The moon used to be bigger and closer to the earth. That’s what they say. Sometimes people exaggerate, but we can’t go back in time and check, so who knows? Maybe it was. And they tell this story about Great Grandpa and Great Grandma.

They lived in a small white house with green shutters in a small town. And one evening in spring, when the weather had just started to turn warm, they noticed that the moon seemed unusually large and close.

“I’ll bet I could reach it with the ladder,” said Great Grandpa.

“Maybe,” Great Grandma replied. Then she added, “I wonder if it’s true.”

“What?”

“What they say.”

“What who says?” asked Great Grandpa.

“People,” answered Great Grandma.

“What people?”

“Oh, I don’t know, just people,” said Great Grandma. “But they say the moon is made of cheese.”

“Hmmm,” said Great Grandpa. “I like cheese.”

They stood on the front lawn of their little house and stared at the moon for a while, wondering if it was true.
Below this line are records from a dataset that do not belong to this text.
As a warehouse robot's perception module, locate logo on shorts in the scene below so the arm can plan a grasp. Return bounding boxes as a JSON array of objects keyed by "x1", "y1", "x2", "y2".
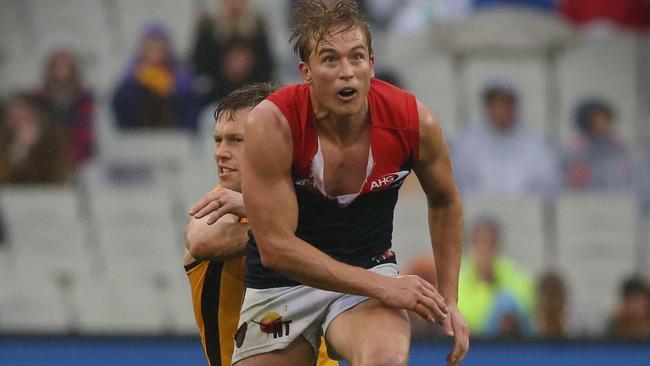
[
  {"x1": 251, "y1": 311, "x2": 292, "y2": 342},
  {"x1": 235, "y1": 322, "x2": 248, "y2": 348},
  {"x1": 370, "y1": 170, "x2": 409, "y2": 191}
]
And after a few minutes, Great Grandpa said, “There’s one way to find out.”

He walked to the garage and rummaged around for a while. When he came out, he was carrying the long ladder, the one he used every autumn when he cleaned the leaves from the gutters.

“I think we’ll have to climb from the roof,” he said. “Help me carry the ladder up there.”

They got the ladder through the front door pf the house, but when they tried to turn a corner into the living room and another to the stairway, the ladder wouldn’t fit. They tried hard. Great Grandpa lifted his end toward the ceiling and Great Grandma held her end close to the floor and turned slowly. It didn’t work. Then they tried it the opposite way, but that didn’t work either. Then they accidentally knocked a picture off the wall.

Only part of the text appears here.